When I watched Waking Life the similarity of the above speech by Kim Krizan to something I think about quite regularly, surprised me.  It surprised me, but mainly disappointed me: the inability of a deeply philosophical (and weird) film to meet my pessimism still feels underwhelming. I don’t think Krizan is right; I don’t think the feeling of connection, however brief, is based on understanding. Maybe there exists some other kind of connection, maybe (please don’t quote me on this) it’s even spiritual, based on some connection of ideas, bigger or better than ourselves. Maybe that feeling of almost spiritual communion was there when I met some of my closest ever friends. Still, I don’t think genuine understanding is possible. 

We don’t understand (I do apologize for the repetitiveness of my vocabulary) emotions in themselves, not only those of others (read the first example right at the beginning of this article) but even those of ourselves. How many times have you told someone I’m sad, I just don’t know why? How many times has something upset you or angered you and you haven’t been able to find out why? How could you describe the feeling of the Sun warming up your legs when happiness also happens to be drinking a coffee in Pret? 

We navigate this world trying to work out the inner workings of our minds while hiding that process from everyone else. We construct dialogues around a terminology we believe to be clear but that comprises a completely different sensory pack for the receiving end. We change our language depending on who we speak to, who is there, sometimes unwillingly without even noticing. We believe we all throw around cubes when the number of 3D shapes flying around is infinite. 

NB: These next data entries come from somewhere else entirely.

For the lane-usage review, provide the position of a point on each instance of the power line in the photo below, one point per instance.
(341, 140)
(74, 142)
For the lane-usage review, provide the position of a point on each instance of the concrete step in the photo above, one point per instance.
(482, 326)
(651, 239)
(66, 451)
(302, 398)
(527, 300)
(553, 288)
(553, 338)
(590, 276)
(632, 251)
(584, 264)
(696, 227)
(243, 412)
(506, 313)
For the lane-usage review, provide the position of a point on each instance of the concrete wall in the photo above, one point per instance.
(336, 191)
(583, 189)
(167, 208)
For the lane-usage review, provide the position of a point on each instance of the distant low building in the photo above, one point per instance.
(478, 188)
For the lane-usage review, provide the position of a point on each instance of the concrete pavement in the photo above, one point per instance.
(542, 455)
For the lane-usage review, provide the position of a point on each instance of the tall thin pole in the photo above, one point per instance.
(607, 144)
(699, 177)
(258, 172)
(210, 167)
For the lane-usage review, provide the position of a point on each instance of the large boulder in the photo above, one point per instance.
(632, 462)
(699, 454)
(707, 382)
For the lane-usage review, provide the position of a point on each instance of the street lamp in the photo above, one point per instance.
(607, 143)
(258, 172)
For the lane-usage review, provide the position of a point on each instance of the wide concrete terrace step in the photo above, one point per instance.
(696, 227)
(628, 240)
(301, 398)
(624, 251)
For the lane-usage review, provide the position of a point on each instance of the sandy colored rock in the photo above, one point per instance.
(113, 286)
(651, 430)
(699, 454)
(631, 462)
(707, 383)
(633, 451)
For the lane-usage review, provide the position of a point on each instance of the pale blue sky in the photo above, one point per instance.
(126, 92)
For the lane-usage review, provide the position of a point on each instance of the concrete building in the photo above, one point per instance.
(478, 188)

Communication is one of the essential human characteristics; it makes us social animals, it has enabled progress, it responds to the universal need to know that we are not alone. To convince ourselves that the questions and meanings implicit to the nature of the universe do not only affect us, that we can turn to others for empathy, for support. Yes, maybe we can communicate what a cat is effectively, maybe we’ve learnt how to discuss coding, maybe we’re getting better at being open about mental health. The emotional nuances, however, the individuality that breeds our persistent and chronic loneliness, that I don’t think that can be overcome: just like a t-shirt will never look the same on two different people, the internal dialogue will never convey its essence when projected onto someone else. 

This analysis of meaning explains many other phenomena that may not seem that dramatic at first, like miscommunication at some levels, breakups and romantic disappointments (how can he say he loves me, how can she believe this to be love), the difficulty of reading poetry, the weight of slurs (how does he not understand why the n-word is wrong, how does he not understand how offensive it is), the power of lyrics. It explains advertisements, insults and jokes. Maybe other factors do as well– definitely, other factors do as well– but the complexity of the nature of meaning plays a part that we cannot overlook or control. Because, at the end of the day, discussing the loneliness of meaning is futile. In a world where being alone is both the worst crime and the worst punishment, the situation to avoid at all costs, accepting the loneliness comprised by language, really letting it sink in and affect how we see all of our interactions, would probably collectively drive us to desperation. Taking it to the extreme– no one really understands you, no one ever will– renders a life that can already seem a bit useless completely pointless. 

Let us think back at Krizan; she must have been right all along. Let us continue living in a world along with 7.7 billion other people. Let us have conversations and not question how genuinely fruitful they are. Let us keep the void of meaninglessness to ourselves. We can pretend that language is just one other thing that works just alright. 

So, go on, what were you saying? I swear I really get what you mean.